Internet : encouragement

La condition pour le développement des sites internet nationaux comme moyen
de communication pour les annonceurs est la connaissance du nombre d’internautes
potentiels, qui constituent leur cible. Il est urgent de rectifier le tir et de
publier des statistiques fiables si l’on ne veut pas tuer les sites internet
dans l’œuf.

L’Agence nationale de la réglementation des télécommunications (ANRT) est dans le collimateur des entreprises communiquant sur le média internet, mais vraisemblablement aussi des acteurs gouvernementaux qui font de leur mieux pour promouvoir cette technologie.
Le lancement en 2004 de l’offre ADSL, soutenue par une volonté du gouvernement de doper ce secteur, et dynamisée par des tarifs de plus en plus attractifs consentis par l’opérateur historique, n’a finalement été qu’un pavé dans la mare. Ceci quant au nombre d’abonnés, tandis que celui des surfeurs du Net ne cesse de s’accroître.
En effet, si le rythme des abonnements ADSL s’est accéléré, puis ralenti, c’est qu’il ne s’agissait en fait que de reconversion des accès téléphoniques classiques (RTC) : celle des particuliers aisés qui avaient déjà accès à l’internet, et celle des PME (y compris les cyber) qui y percevaient une réduction des coûts. Et pour cause : l’ADSL illimité à 128Ko est encore à 200 DH par mois, tandis que, pour le même prix, sur les chaînes satellitaires, le matraquage publicitaire est ahurissant : AOL propose 5Mo à 23 euros, NEUF propose pour 20 euros un package comprenant 8Mo + téléphone illimité + le bouquet Canal+ !!!

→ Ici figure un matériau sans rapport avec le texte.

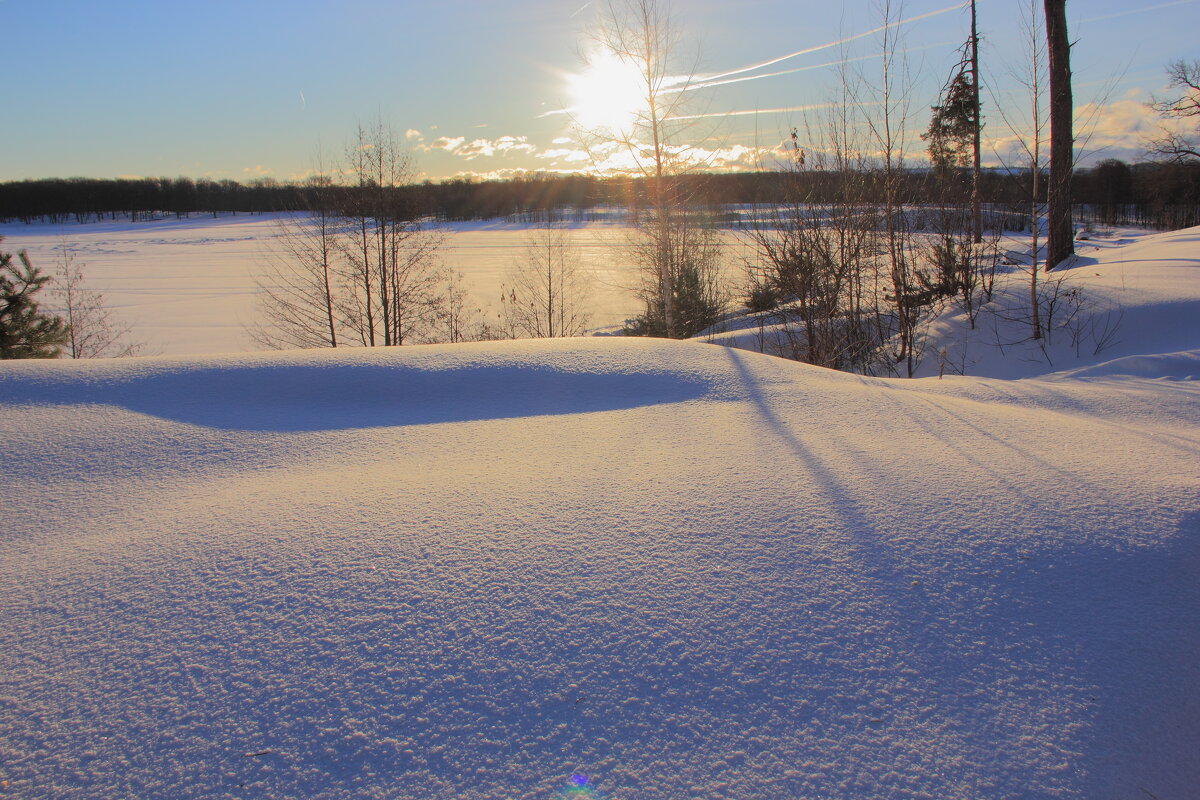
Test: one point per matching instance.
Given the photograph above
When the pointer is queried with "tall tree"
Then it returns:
(1174, 143)
(546, 288)
(1061, 240)
(977, 132)
(25, 330)
(640, 36)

Ajoutez à cela que le prix d’un PC n’est pas encore accessible à tous (on se souvient de l’offre Jospin en France, qui avait facilité en masse l’introduction des PC dans les foyers …), et vous comprendrez que le citoyen marocain, qui n’est pas dupe, préfère encore surfer dans un cyber ou sur son lieu de travail .
On pourrait toutefois s’accommoder d’un marché à deux vitesses, comme c’est souvent le cas dans les pays émergents : celui des abonnements et celui des internautes. Mais c’est là qu’intervient le communiqué maladroit de l’ANRT qui, malgré un souci louable de transparence, a rendu toutefois inexploitable les mesures d’audience de ce média par le biais de ses statistiques.
Car en effet, un des moteurs de la progression de l’internet, c’est le développement des sites internet nationaux. Or ces derniers n’ont d’intérêt existentiel qu’à travers leur audience, comme tout média. Imaginez maintenant l’annonceur (dans le sens large) qui souhaite communiquer sur ce média et tombe sur les chiffres communiqués par l’ANRT au quatrième trimestre 2004 :
«102 610 abonnés». L’amalgame est possible entre le nombre d’abonnés et le potentiel d’internautes, c’est à dire sa cible. C’est un peu comme si, pour estimer le nombre de personnes physiques qui se déplacent au Maroc, on donnait le nombre de véhicules de transport national, qui est nettement inférieur….
L’ANRT aura beau expliquer en filigrane : «Il est à préciser que le parc des utilisateurs des accès ‘internet sans abonnement’ n’est pas comptabilisé dans le parc total», l’explication est trop technique et le mal est déjà fait. L’inadéquation est alors flagrante entre le discours du promoteur d’un site, qui s’appuie sur les visites nationales enregistrées techniquement, et la compréhension de l’impact de ce média par certains annonceurs. La faute n’en revient pas entièrement à l’ANRT. L’agence pourrait effectivement rectifier le tir en donnant une estimation de l’effectif des internautes, en déterminant la moyenne des salariés ayant accès à l’internet par entreprise connectée, ou la fréquentation moyenne des cyber. Mais cela ne relève sans doute pas de sa compétence que d’établir une estimation statistique comportementale. Et c’est regrettable, car on pourrait découvrir alors qu’au moins un million de Marocains surfent sur le Net à travers ces 100 000 abonnements.
Valeur aujourd’hui, l’annonceur n’a toujours pas de statistiques officielles nationales de l’utilisation d’internet au Maroc, les sites internet nationaux, déjà fébriles, sont tués dans l’œuf, et l’on se dirige tout droit vers le même phénomène que dans l’audiovisuel : les chaînes satellitaires étrangères ont, depuis longtemps, pris le pas sur les télévisions locales.